Apparently, the experiment to make Lewis Neal a defensive tackle is over.
Neal played in all 13 games for LSU in 2014, but his time at tackle produced limited success. He made only three tackles all season.
This spring, Neal is at end working opposite fellow junior Tashawn Bower as the Tigers search for replacements to the departed Danielle Hunter and Jermauria Rasco.
Neal said after practice Tuesday he’s back at end to stay, sounding quite happy about that turn of events.
“I’m an end,” he said. “I’ve been at the same weight since I’ve been here (258 pounds). I would have to add a lot of weight (to play tackle).
“At end, I’m doing what I’ve done my whole life. The coaches are putting me in a position to excel.”
“I’d say he’s comfortable,” said Bower, who had 16 tackles in 13 games last season.
“I think it’s going well. We’re both getting in some quality reps, and a lot of guys behind us are, too. It’s spring, not fall, but we’re all enjoying the competition.”
Fournette: Slower is better
When most players arrive in college, they talk about how fast the game seems compared to high school, and how it slows down as they gain experience.
Sophomore running back Leonard Fournette is no different.
“The game is slowing down for me,” he said. “I’m learning everyone’s part.”
But Fournette said he has to slow himself down as well in order to use his blocks better.
“I have to be more patient,” he said. “I used to just hit the hole quick, quick, quick, but all great backs are patient.
“Everyone is fast in the SEC. It’s something I’ve got to learn.”
Spring practice: Day 11
Tuesday marked Day 11 of LSU spring practice, the Tigers’ second-to-last workout before spring break.
The Tigers worked out in shoulder pads, helmets and short pants under warm, sunny skies at the Charles McClendon Football Practice Facility.
Bower practiced but afterward was again in a walking boot on his left foot, which he said was precautionary.
As has been the case all spring, cornerback Dwayne Thomas wore a green (noncontact) jersey as he continues to recover from offseason knee surgery.
Big Cat standoff
After a brief warm up in position groups, the Tigers gathered for their regular Big Cat drill.
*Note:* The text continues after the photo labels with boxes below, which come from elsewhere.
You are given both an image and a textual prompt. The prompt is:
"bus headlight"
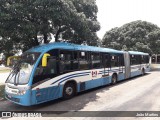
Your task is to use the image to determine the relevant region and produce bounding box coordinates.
[19,90,26,95]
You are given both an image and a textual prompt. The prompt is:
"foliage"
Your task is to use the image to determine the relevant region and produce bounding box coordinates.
[0,0,100,51]
[102,20,160,54]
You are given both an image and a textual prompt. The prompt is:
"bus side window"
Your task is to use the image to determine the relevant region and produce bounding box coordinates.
[91,53,101,68]
[79,51,89,70]
[59,50,72,73]
[111,55,118,67]
[119,55,124,66]
[72,51,79,70]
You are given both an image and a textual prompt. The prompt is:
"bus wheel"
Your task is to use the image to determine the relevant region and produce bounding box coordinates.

A matchup between improving sophomore wide receiver D.J. Chark and sophomore cornerback Ed Paris drew an, “Oooooh!” from LSU coach Les Miles.
At first, middle linebacker Kendell Beckwith playfully stepped in to square off with Chark. After Miles waved him off, Paris took his stance. He and Chark battled to a standoff, after which Paris leaped up and kicked the air with delight.
QB, WR work
During the portion of practice open to the media, quarterbacks didn’t throw passes but instead worked on ball security drills, as players tried to tug the ball out of each other’s grasp.
Across the field, wide receivers worked on agility drills as they navigated an obstacle course of pads under the watch of new position coach Tony Ball.
Spring break plans
Quarterback Anthony Jennings isn’t heading to the beach for spring break next week. He plans to go home to Atlanta, then spend some time in Seattle, his mother’s hometown.
Wherever he is, Jennings knows he needs to stay in shape.
“It’s a lot of time to do nothing, so I’d better be getting in some practice so I can come back and pick up where I’ve left off,” he said.
Like most college students, Bower said he plans to head to Florida, but it will include a visit to see a former coach in Fort Myers. Then he’s off to California.
“Every college kid wants their spring break,” Bower said. “But I might see if I can get a last-minute fare and head home (to New Jersey).”
The Tigers will practice again Thursday before taking off 12 days for spring break. LSU will have two more practice sessions when they return before the annual Spring Game, 1 p.m. April 18 in Tiger Stadium.